Im Herzen von Flensburg zeigt Björn Frederic Rasch, der mit 36 Jahren mutig seine inneren Kämpfe teilt, wie Kunst helfen kann, mit psychischen Herausforderungen umzugehen. Der talentierte Künstler, der mit Depressionen und einem Verdacht auf autistische Spektrum-Störung lebt, verarbeitet seine Gedanken und Gefühle in rund 100 Bildern, die nun in einer beeindruckenden Ausstellung präsentiert werden. Diese wird am 27. November 2025 um 10 Uhr in der Geschäftsstelle des CJD Flensburg (Duburger Str. 70-72, 24939 Flensburg) eröffnet.

Die Vernissage soll nicht nur einen Einblick in Raschs Schaffen bieten, sondern auch die Lebenswelt hochsensibler Menschen ins Rampenlicht rücken. Levke Rühle, Sozialarbeiterin beim CJD Flensburg, hat gemeinsam mit Rasch die Veranstaltung ins Leben gerufen. „Mit dieser Ausstellung möchten wir zeigen, wie erfüllend und bunt ein Leben trotz psychischer Herausforderungen sein kann“, erklärt Rühle. Ihre Institution möchte mit dieser Art der Präsentation auch auf die umfassenden ambulanten Hilfen hinweisen, die sich an Erwachsene mit seelischen, geistigen oder körperlichen Einschränkungen richten.

Psychische Gesundheit und Autismus

Für viele Menschen, die mit Autismus leben, sind psychische Probleme nicht selten. Laut Zählungen leiden 50 bis 70 Prozent der autistischen Menschen unter Angststörungen, während 7 von 10 auch mit psychischen Erkrankungen konfrontiert sind. Dies zeigt sich auch bei Rasch, der, wie viele andere im Autismus-Spektrum, eine schwierige Verbindung zwischen seinen neurologischen Herausforderungen und psychischen Erkrankungen erlebt hat. Autismus-Kultur stellt klar, dass Autismus angeboren ist und keine medizinische Krankheit darstellt, wobei es sich nicht selten tief in die Lebensqualität der Betroffenen auswirkt.

Die Herausforderungen liegen oft auch in der Diagnose. Die Symptome psychischer Erkrankungen werden häufig fälschlich als Teil des Autismus interpretiert. Unterstützungsangebote sind daher oft unzureichend und es fehlt an umfassenden therapeutischen Ansätzen, die speziell auf die Bedürfnisse von autistischen Menschen abgestimmt sind. Neurologen und Psychiater betonen die Bedeutung spezifischer Therapien, die nicht nur kognitive Fähigkeiten fördern, sondern auch soziale Interaktion und Kommunikation stärken sollen.

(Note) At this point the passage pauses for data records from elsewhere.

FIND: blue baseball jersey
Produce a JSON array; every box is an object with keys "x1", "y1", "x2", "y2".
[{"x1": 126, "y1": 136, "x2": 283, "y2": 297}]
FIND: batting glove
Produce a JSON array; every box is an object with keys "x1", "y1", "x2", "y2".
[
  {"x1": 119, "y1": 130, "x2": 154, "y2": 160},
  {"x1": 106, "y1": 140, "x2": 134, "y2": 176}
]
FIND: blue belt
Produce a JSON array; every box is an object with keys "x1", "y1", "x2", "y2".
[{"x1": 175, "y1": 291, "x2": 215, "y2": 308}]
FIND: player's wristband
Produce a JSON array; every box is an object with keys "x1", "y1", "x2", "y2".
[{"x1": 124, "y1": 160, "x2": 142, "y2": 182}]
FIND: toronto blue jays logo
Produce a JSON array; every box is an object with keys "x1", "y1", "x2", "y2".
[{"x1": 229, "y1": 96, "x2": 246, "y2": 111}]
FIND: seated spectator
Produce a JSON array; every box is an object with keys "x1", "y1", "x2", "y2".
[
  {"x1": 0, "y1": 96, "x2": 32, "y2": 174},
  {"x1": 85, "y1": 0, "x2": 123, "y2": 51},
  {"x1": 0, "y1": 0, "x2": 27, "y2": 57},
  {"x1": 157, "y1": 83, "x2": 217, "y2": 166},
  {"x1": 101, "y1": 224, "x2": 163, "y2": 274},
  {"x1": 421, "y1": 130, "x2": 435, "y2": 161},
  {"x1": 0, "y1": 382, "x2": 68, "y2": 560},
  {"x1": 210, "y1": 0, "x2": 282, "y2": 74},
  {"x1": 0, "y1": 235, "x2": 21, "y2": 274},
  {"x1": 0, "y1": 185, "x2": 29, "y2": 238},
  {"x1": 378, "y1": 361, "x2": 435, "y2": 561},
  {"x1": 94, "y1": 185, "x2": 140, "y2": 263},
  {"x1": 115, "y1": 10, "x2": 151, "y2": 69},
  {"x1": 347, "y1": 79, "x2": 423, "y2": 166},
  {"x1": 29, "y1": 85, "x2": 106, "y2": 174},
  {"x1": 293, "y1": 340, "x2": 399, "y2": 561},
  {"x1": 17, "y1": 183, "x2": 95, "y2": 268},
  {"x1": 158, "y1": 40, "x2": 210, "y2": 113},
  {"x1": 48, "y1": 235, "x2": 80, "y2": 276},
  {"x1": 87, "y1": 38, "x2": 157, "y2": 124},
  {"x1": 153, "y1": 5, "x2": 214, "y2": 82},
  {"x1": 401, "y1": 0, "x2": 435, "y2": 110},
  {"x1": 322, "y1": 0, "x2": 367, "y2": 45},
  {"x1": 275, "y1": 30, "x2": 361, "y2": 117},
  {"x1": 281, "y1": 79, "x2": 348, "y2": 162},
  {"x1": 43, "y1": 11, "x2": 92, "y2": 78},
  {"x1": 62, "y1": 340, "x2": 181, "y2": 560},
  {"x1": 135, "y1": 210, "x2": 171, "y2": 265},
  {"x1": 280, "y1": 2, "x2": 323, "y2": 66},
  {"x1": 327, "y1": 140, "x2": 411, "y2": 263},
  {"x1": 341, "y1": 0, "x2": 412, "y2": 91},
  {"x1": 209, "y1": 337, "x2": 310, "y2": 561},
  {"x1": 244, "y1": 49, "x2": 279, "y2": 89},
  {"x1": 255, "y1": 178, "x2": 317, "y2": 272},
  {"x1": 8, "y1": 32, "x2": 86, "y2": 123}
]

Ein Blick auf die Ausstellung

Besucher können die Werke von Björn Frederic Rasch bis zum 12. Dezember 2025 in der CJD-Geschäftsstelle bestaunen. Die Ausstellung ist öffentlich zugänglich und der Eintritt ist kostenfrei. Damit die Besuche gut organisiert werden können, ist eine telefonische Voranmeldung unter der Nummer 0151-67417567 bei Tamara Sander erforderlich. Die Ausstellung bietet eine weitere wichtige Chance, das Bewusstsein für psychische Gesundheit und die spezifischen Herausforderungen für Menschen im Autismus-Spektrum zu schärfen.

Rasch’ Werke sind nicht nur Ausdruck seiner inneren Welt, sondern auch ein starkes Zeichen gegen Stigmatisierung. Sein kreatives Schaffen zeigt, dass es trotz psychischer Erkrankungen helle Momente gibt und dass jeder Mensch seine eigene Geschichte hat, die es wert ist, erzählt zu werden.

Das CJD Flensburg setzt mit dieser Ausstellung ein wichtiges Zeichen für die Wichtigkeit von Kunst in der Heilung und für das Verständnis der Lebensrealitäten von Menschen mit psychischen Herausforderungen. Ein Besuch lohnt sich – nicht nur, um die kreativen Werke zu sehen, sondern auch, um sich über die vielfältigen Unterstützungsmöglichkeiten für Betroffene zu informieren.